Open fjl opened 5 years ago
I'm worried that although you can now model the cost of eclipsing a node as non-zero, this cost will still likely be relatively insubstantial to an attacker if we keep the cost low enough for normal nodes (and even resource constrained devices).
It also seems that we would need to keep the PoW fixed rather than dynamically adjusting (like in a PoW consensus) to ensure that an attacker can't make it costly for honest nodes to participate. [It is also unclear at first glance how you would actually do a dynamic PoW in this context..]
How do you plan on choosing a suitable value for the difficulty of the PoW?
This problem is fundamental to DHTs, right? Are there any other novel solutions that don't use PoW that you have come upon?
It also seems that we would need to keep the PoW fixed rather than dynamically adjusting (like in a PoW consensus) to ensure that an attacker can't make it costly for honest nodes to participate. [It is also unclear at first glance how you would actually do a dynamic PoW in this context..]
How do you plan on choosing a suitable value for the difficulty of the PoW?

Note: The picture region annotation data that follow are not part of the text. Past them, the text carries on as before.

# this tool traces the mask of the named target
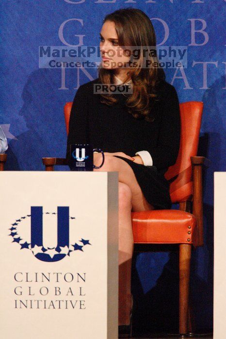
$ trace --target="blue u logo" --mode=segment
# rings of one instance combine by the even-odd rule
[[[42,206],[31,206],[31,237],[32,250],[35,257],[43,262],[58,262],[66,254],[61,247],[69,249],[69,207],[57,207],[57,246],[55,248],[43,247],[43,211]],[[34,250],[38,249],[35,254]],[[52,252],[51,252],[52,251]]]

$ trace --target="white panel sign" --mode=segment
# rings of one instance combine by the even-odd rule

Yes, the idea here is to keep a static PoW target. There is no way to attack that in the same way the blockchain 'difficulty' could be attacked. We'd basically decide on the amount of resources creating a node ID should take and put these parameters into the software. Changing it would be a software update.

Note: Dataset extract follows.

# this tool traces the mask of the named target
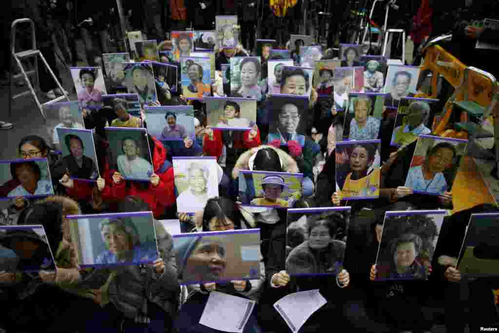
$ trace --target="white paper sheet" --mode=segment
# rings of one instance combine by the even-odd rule
[[[242,297],[212,292],[199,323],[214,330],[241,333],[255,303]]]
[[[274,308],[293,332],[297,332],[307,320],[327,303],[318,289],[307,290],[284,296],[274,304]]]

This problem is fundamental to DHTs, right? Are there any other novel solutions that don't use PoW that you have come upon?

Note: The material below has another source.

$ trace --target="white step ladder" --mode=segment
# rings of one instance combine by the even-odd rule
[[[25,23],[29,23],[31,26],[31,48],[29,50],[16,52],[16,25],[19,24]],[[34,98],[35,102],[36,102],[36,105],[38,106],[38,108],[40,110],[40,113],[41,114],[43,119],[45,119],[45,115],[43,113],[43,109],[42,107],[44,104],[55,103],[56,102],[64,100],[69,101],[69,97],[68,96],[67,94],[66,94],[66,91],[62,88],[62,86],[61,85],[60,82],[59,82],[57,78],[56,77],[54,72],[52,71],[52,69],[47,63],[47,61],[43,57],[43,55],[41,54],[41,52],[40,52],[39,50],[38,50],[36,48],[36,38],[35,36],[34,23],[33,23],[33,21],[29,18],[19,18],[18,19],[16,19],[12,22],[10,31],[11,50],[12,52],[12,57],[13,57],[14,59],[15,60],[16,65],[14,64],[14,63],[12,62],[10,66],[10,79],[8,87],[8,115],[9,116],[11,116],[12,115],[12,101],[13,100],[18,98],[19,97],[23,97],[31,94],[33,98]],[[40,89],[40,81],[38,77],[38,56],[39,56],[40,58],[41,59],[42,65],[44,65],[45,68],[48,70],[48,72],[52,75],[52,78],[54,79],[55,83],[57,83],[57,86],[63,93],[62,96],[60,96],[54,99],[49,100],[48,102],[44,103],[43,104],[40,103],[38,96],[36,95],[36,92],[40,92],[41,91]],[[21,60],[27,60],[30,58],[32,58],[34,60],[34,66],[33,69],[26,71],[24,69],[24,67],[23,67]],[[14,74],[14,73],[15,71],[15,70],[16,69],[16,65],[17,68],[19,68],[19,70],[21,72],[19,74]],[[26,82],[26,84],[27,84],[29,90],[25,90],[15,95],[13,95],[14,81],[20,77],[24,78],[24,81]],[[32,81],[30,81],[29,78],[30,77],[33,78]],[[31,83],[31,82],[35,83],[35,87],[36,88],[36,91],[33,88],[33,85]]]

Not really. There was a cool idea in Low-Resource Eclipse Attacks on Ethereum’s Peer-to-Peer Network to make the distance measure private to each node (this is Countermeasure 3 in the paper). It breaks routing in a fundamental way, but might be worth going off on that tangent a little longer to see if it leads anywhere. The advantage we have over traditional DHTs is that we're not concerned with content-adressed data storage. It might actually be OK to break routing or make it less efficient because we really only care about random walks of the DHT.
Actually, let's go on that tangent right now. Most ideas in discv5 (basic wire protocol, ENR, liveness check logic, topic queues) are universal and not specifically tied to the Kademlia structure. Topic ad distribution is, but only in that it builds on the idea of XOR distance, and we're actually still unsure about how to do the distribution right.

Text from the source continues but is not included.